I have this funny reaction to garage rock. If it's loud and noisy enough, it's a bit like it punches me right in the face. It forces me to take notice, and I become infatuated with it for a little bit until I make myself sick of it by overplaying it. This is what happened between me and White Denim's Fits. I just listened to it over and over and over, which I actually attest to a year ago (a working search function is awesome), and I think I'm on the cusp of doing it with this Warm Slime album by Thee Oh Sees.

Thee Oh Sees, who aren't from OC but San Fransisco. I actually discovered this band because of a paid iPad app called Discovr, which I should probably review for my other site. Discovr shows you nifty little related band balloons, similar to a Last.FM visualizer I remember using years ago, but their database of artists seems to be really good---Last.FM has never recommended Thee Oh Sees to me, so that right there makes me think Discovr is worth the money.

With that out of the way... Thee Oh Sees have a sound that I'd place somewhere between The Strange Boys and Archie Bronson Outfit's last album.
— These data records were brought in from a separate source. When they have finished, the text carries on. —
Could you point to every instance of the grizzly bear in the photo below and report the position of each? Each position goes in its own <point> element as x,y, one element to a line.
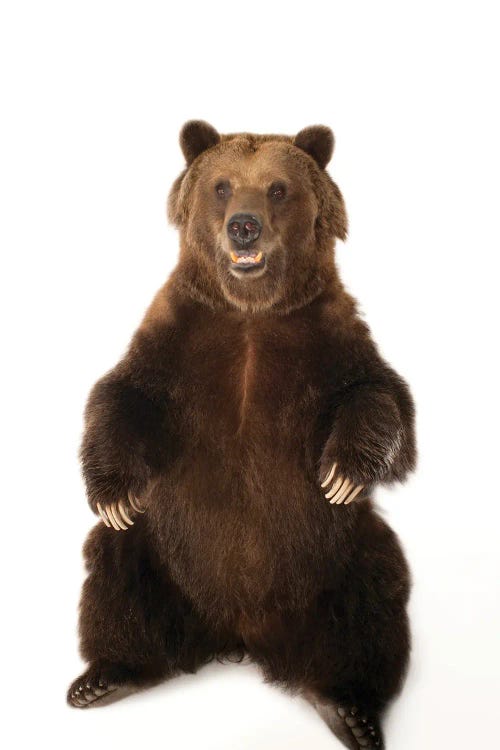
<point>232,454</point>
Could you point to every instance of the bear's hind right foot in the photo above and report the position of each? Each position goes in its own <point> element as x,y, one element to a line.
<point>89,688</point>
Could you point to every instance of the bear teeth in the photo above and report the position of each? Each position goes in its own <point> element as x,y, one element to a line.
<point>246,258</point>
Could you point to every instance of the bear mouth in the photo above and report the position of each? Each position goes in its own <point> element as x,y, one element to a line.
<point>248,261</point>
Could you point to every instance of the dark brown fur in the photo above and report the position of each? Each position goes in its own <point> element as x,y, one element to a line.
<point>230,406</point>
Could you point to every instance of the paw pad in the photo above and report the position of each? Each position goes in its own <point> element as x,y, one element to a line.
<point>364,730</point>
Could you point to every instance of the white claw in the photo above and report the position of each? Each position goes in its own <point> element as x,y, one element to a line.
<point>338,489</point>
<point>343,495</point>
<point>135,503</point>
<point>124,513</point>
<point>119,520</point>
<point>330,476</point>
<point>335,487</point>
<point>103,515</point>
<point>354,494</point>
<point>112,519</point>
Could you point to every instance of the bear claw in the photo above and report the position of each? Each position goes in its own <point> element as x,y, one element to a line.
<point>117,515</point>
<point>342,490</point>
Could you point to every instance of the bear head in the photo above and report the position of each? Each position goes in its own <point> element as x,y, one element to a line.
<point>258,214</point>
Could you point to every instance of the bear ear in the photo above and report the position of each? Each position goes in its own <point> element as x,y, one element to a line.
<point>318,142</point>
<point>195,137</point>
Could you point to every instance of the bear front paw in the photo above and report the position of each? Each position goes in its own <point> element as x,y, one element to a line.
<point>119,515</point>
<point>342,490</point>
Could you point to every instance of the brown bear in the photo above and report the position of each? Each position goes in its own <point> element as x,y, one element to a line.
<point>232,453</point>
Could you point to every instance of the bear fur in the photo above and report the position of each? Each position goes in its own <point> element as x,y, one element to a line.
<point>238,392</point>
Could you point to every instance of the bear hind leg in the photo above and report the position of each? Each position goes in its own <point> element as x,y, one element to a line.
<point>136,628</point>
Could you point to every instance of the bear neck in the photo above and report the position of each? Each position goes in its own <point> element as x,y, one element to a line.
<point>192,279</point>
On "Warm Slime" (the title track) they start off on the precipice of noise rock and then dial it down into a slow burn groove, which then they stretch out for about 10 minutes using basically all the same techniques "In-A-Gadda-Da-Vida" did---I wouldn't be surprised if that was the band's inspiration. It gets quiet, it gets loud, there's whistling at some point, cuts down to just bass and vocal, tempo changes, etc. It's all there and, dare I say it, it's totally awesome. It's so... organic! You can hear that when the drummer picks the tempo up that the guitarists take a second to catch up. This is a band playing live! And they're tearing it up!

Man, it's too bad that song is 13 minutes, because otherwise I'd post it. Instead you get track two, "I Was Denied", which is their least noisy and most straight forward song on the album. It sounds a bit like a lot of different songs from the 70's, and I guess that's a solid compliment. The album as a whole varies between experimental/noisy and solid jams/grooves that make for great hooks. It's only the last song that makes my head throb a little bit. "Warm Slime" itself is the star of the show, and probably worth the price of admission just by itself.